Tuesday, January 18, 2011

Guns & Patriots Newsletter

This Week in American Military History:

W. Thomas Smith, Jr.

Jan. 17, 1781: Continental Army forces -- including infantry, cavalry, dragoons (horse-mounted infantry), and militia – under the command of Brig. Gen. Daniel Morgan, clash with a better-equipped, more-experienced force of British Army regulars and Loyalists under the command of Lt. Col. Banastre “Bloody Ban” Tarleton in a sprawling pastureland known as Hannah’s Cowpens in the South Carolina upcountry.

Celebrated today as the Battle of Cowpens, the engagement ends in a decisive victory for Morgan – who defeats Tarleton in a classic double-envelopment – and a near-irrevocable loss of men, equipment, and reputation for the infamous Tarleton and his “British Legion.”
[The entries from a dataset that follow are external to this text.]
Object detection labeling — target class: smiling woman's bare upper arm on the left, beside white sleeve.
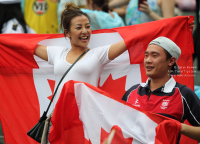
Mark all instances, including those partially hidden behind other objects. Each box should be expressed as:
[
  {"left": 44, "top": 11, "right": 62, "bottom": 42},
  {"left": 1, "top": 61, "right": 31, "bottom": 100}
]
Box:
[{"left": 34, "top": 45, "right": 48, "bottom": 61}]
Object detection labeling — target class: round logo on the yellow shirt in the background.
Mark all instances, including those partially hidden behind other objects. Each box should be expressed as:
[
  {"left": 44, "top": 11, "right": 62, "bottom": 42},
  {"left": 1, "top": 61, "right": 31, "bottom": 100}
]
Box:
[{"left": 33, "top": 0, "right": 48, "bottom": 15}]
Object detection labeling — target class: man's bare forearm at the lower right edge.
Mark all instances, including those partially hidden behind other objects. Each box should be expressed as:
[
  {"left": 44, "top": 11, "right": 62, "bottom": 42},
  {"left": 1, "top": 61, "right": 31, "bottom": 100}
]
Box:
[{"left": 180, "top": 123, "right": 200, "bottom": 142}]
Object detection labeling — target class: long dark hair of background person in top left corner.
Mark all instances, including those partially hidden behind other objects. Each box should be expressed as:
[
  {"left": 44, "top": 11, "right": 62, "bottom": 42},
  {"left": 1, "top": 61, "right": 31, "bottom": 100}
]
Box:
[{"left": 0, "top": 3, "right": 27, "bottom": 33}]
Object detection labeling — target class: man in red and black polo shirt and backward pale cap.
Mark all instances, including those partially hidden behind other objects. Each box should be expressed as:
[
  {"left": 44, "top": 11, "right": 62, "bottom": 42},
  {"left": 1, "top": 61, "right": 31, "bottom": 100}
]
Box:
[{"left": 122, "top": 37, "right": 200, "bottom": 141}]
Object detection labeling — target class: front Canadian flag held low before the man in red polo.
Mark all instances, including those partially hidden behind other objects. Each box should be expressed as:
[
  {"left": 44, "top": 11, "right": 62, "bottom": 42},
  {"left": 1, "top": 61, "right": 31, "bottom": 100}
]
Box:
[{"left": 49, "top": 81, "right": 181, "bottom": 144}]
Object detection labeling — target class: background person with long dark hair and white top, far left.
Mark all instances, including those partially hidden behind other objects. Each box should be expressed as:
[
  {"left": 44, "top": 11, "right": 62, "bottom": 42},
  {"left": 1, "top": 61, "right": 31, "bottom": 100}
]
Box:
[{"left": 0, "top": 0, "right": 35, "bottom": 34}]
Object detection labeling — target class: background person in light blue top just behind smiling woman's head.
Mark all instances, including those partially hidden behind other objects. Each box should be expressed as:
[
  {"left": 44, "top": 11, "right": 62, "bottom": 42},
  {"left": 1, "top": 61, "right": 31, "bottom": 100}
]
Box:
[{"left": 81, "top": 0, "right": 124, "bottom": 30}]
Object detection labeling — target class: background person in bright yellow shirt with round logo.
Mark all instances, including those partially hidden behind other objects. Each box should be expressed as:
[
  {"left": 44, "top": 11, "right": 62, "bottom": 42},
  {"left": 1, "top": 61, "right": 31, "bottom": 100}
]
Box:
[{"left": 21, "top": 0, "right": 58, "bottom": 34}]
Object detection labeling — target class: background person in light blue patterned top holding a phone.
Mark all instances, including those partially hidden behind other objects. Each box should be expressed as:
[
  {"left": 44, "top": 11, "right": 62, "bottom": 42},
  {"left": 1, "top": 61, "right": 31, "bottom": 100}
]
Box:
[{"left": 109, "top": 0, "right": 175, "bottom": 25}]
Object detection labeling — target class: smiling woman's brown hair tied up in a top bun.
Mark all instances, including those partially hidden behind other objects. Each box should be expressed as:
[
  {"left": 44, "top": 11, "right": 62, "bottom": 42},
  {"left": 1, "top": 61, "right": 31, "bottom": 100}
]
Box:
[{"left": 60, "top": 2, "right": 90, "bottom": 31}]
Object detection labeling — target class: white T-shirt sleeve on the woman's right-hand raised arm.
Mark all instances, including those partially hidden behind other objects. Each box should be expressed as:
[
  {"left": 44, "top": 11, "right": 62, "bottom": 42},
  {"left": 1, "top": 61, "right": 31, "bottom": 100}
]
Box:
[{"left": 95, "top": 45, "right": 111, "bottom": 65}]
Tarleton’s boss, Gen. Sir Charles Cornwallis, will abandon South Carolina and in less than two months chalk up a pyrrhic victory at the Battle of Guilford Courthouse (N.C.). Meanwhile, word of Morgan’s victory will spread like wildfire throughout the Carolinas and up into Virginia where – at Yorktown – Cornwallis’ entire army (including Tarleton and his feared green-jacketed horsemen) will surrender to the combined American-French forces of Generals George Washington and Comte de Rochambeau on October 19, almost nine months to the day after Cowpens.